Castrating tradition: The pending doom of the bullfight.

The werewolf has never attended a bullfight. It's actually never really appealed to him and he's sure his attendance would be a one-time experience. Based on this parliamentary vote from Catalonia, Spain, he's beginning to think he best get to one. Pronto, Tonto! Before it, too, is banished to the dustbin of history and the no-fun crowd can claim another scalp of western tradition.

Based purely on what I've read over the years, I think Hemingway stated it best when he wrote "Bullfighting is the only art in which the artist is in danger of death and in which the degree of brilliance in the performance is left to the fighter's honor." I would imagine a bull fight to be a devastatingly brutal and nerve-wrecking exercise. That's the perverse fascination of the whole arrangement. A bullfighting pit is one of the few arenas where man, for all his mastery of technology and progress, elects to face a larger, meaner, faster, and determined opponent that can very easily kill him. I can't think of another sport where the cost of losing is death or severe physical maiming. In essence, everything is on the line. Additionally, beyond the notion of trying to live through the ordeal, the matador must be graceful and elegant in dispatching the ferocious bull. Should the matador dispatch the bull in a manner deemed dishonorable, his reputation is tainted, and perhaps death was the better option in the pit. That is the inherent appeal of bullfighting. It connects honor, tradition, courage, to the risk of death. These are all things that the mandarins in the no-fun crowd are rapidly trying to eliminate.

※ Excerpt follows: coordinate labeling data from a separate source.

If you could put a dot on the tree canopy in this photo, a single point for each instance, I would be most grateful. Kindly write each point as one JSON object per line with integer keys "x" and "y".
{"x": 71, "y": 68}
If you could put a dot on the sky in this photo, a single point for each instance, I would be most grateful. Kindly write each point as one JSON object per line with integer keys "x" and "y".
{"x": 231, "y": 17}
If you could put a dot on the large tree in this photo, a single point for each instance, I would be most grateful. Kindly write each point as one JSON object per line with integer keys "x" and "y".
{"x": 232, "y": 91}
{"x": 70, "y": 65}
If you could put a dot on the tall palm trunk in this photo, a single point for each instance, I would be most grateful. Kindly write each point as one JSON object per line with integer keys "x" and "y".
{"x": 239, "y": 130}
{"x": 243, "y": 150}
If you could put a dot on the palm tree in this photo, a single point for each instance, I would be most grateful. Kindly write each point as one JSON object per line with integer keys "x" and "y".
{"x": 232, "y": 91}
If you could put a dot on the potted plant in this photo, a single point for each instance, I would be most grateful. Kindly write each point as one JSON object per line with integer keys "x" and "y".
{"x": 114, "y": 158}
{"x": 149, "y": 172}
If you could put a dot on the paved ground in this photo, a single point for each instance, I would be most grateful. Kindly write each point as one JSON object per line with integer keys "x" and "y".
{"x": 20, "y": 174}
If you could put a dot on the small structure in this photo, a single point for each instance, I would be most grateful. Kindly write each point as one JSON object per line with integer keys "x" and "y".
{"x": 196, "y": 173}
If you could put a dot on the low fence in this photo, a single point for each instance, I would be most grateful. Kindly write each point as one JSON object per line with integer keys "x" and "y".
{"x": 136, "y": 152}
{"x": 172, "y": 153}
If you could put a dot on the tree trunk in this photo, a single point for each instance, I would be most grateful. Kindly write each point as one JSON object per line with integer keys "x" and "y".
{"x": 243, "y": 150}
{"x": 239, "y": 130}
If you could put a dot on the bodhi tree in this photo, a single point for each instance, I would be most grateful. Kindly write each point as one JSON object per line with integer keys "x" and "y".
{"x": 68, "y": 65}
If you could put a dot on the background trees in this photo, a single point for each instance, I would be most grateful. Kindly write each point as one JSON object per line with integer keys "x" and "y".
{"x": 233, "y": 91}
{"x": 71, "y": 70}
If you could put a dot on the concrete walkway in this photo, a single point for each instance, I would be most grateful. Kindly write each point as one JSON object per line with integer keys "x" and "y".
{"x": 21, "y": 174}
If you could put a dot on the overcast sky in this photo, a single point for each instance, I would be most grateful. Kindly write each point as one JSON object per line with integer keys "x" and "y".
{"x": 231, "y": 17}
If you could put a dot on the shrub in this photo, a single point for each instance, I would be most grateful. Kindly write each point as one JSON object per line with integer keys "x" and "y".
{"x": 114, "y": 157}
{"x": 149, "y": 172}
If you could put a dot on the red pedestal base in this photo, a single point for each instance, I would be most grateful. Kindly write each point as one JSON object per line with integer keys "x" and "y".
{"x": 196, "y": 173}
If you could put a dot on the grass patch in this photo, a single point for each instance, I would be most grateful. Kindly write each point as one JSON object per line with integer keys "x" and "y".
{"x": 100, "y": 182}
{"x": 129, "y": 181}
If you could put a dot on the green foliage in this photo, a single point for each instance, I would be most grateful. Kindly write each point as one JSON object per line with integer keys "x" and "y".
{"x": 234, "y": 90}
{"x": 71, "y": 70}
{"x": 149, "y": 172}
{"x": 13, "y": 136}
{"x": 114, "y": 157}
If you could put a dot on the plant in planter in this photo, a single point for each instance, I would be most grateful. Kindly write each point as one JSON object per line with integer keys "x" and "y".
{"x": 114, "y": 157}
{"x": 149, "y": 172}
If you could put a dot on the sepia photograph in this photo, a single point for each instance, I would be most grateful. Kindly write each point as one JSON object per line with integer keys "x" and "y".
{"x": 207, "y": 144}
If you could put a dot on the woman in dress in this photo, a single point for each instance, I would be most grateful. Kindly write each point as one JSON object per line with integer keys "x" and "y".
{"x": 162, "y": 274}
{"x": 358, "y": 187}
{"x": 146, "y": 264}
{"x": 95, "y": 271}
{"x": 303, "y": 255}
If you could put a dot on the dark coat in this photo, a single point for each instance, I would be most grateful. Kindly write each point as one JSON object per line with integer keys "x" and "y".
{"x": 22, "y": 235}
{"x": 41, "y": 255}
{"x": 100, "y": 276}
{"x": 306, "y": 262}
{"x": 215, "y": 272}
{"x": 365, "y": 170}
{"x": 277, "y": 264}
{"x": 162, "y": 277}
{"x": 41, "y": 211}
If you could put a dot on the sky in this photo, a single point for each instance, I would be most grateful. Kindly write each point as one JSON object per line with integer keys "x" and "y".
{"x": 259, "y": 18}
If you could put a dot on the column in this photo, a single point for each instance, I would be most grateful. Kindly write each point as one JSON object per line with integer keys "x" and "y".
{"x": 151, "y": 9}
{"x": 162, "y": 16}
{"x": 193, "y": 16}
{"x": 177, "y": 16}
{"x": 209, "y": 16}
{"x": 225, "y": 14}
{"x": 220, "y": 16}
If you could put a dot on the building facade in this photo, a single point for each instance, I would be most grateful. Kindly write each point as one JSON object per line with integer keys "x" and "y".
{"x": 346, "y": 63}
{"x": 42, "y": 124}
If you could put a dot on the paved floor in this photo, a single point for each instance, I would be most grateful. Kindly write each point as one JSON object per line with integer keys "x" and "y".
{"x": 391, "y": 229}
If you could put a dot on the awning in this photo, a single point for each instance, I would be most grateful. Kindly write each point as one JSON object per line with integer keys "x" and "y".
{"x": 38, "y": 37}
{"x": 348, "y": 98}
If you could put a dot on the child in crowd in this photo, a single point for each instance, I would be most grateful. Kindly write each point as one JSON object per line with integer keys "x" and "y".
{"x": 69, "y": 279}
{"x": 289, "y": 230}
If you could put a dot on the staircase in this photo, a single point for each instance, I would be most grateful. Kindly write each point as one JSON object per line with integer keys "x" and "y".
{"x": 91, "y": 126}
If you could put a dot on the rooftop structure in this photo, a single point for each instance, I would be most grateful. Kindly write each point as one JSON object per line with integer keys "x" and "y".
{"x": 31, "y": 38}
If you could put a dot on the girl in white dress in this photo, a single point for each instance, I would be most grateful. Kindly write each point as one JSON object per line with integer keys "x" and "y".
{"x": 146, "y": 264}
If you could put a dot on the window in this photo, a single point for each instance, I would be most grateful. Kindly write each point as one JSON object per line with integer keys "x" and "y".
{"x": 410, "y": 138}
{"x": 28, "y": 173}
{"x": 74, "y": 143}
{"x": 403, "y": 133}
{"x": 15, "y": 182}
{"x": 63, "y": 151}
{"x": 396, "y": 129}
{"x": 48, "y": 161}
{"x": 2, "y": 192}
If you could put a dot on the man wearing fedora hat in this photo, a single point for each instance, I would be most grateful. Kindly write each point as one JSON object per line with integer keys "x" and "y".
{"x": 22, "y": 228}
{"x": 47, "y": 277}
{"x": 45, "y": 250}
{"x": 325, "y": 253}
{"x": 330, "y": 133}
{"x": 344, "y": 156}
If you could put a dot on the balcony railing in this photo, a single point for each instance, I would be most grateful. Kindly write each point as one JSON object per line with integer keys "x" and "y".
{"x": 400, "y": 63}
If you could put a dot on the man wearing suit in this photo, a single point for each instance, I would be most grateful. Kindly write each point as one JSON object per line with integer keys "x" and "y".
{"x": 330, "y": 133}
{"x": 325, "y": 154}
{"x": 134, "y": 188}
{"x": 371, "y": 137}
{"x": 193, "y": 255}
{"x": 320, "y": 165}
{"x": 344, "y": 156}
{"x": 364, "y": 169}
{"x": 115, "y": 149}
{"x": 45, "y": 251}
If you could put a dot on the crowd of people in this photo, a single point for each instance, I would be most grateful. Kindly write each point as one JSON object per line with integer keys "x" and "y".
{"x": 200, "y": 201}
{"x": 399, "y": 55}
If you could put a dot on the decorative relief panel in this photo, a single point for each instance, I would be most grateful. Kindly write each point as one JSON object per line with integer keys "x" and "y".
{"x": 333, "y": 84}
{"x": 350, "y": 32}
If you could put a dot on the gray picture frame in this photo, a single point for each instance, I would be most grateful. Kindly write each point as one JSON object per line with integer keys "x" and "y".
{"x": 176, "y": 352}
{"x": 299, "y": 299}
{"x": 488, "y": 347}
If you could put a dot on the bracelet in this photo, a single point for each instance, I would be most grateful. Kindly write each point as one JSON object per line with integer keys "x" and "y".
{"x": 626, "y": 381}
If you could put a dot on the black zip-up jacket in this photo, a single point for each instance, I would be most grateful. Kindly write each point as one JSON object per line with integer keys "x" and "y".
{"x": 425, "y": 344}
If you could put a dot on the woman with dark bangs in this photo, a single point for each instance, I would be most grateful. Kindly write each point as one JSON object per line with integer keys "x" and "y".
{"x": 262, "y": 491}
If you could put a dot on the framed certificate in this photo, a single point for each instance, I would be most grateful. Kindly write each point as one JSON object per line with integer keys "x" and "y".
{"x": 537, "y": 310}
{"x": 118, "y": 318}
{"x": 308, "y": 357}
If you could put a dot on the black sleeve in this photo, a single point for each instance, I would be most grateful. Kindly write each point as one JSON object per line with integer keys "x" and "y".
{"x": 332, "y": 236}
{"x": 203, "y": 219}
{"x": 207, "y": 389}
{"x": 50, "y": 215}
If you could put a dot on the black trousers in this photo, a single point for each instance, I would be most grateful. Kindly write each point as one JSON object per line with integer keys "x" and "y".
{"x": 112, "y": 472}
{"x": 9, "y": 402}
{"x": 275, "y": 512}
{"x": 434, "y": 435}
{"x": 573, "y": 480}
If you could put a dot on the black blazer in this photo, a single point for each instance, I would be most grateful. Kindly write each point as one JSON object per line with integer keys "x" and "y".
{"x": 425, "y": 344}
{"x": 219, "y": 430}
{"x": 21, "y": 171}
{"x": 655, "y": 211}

Tradition isn't always pretty or fully understandable. But it reminds us of the past and from where we came. It keeps us grounded and provides a perspective. Progress comes as a price, and certain traditions, like slavery, are ugly and need to be purged. But the sign of enlightened progress is how tolerant it can be of certain traditions that connect more directly to notions and concepts of yore. I'd like to think that a tolerant and enlightened progress would recognize that bullfighting may have a shrinking audience, and understand that saving a few bulls and matadors annually, doesn't outweigh disconnecting your population and denying them the right to explore their heritage on their terms. If bullfighting is meant to die, let old age and irrelevance claim it.

I may be typing beyond my weight-class here, but I can't help thinking that something deeply important is lost when traditions are snuffed out to indulge the whims of those who lack the tolerance or perspective to appreciate them.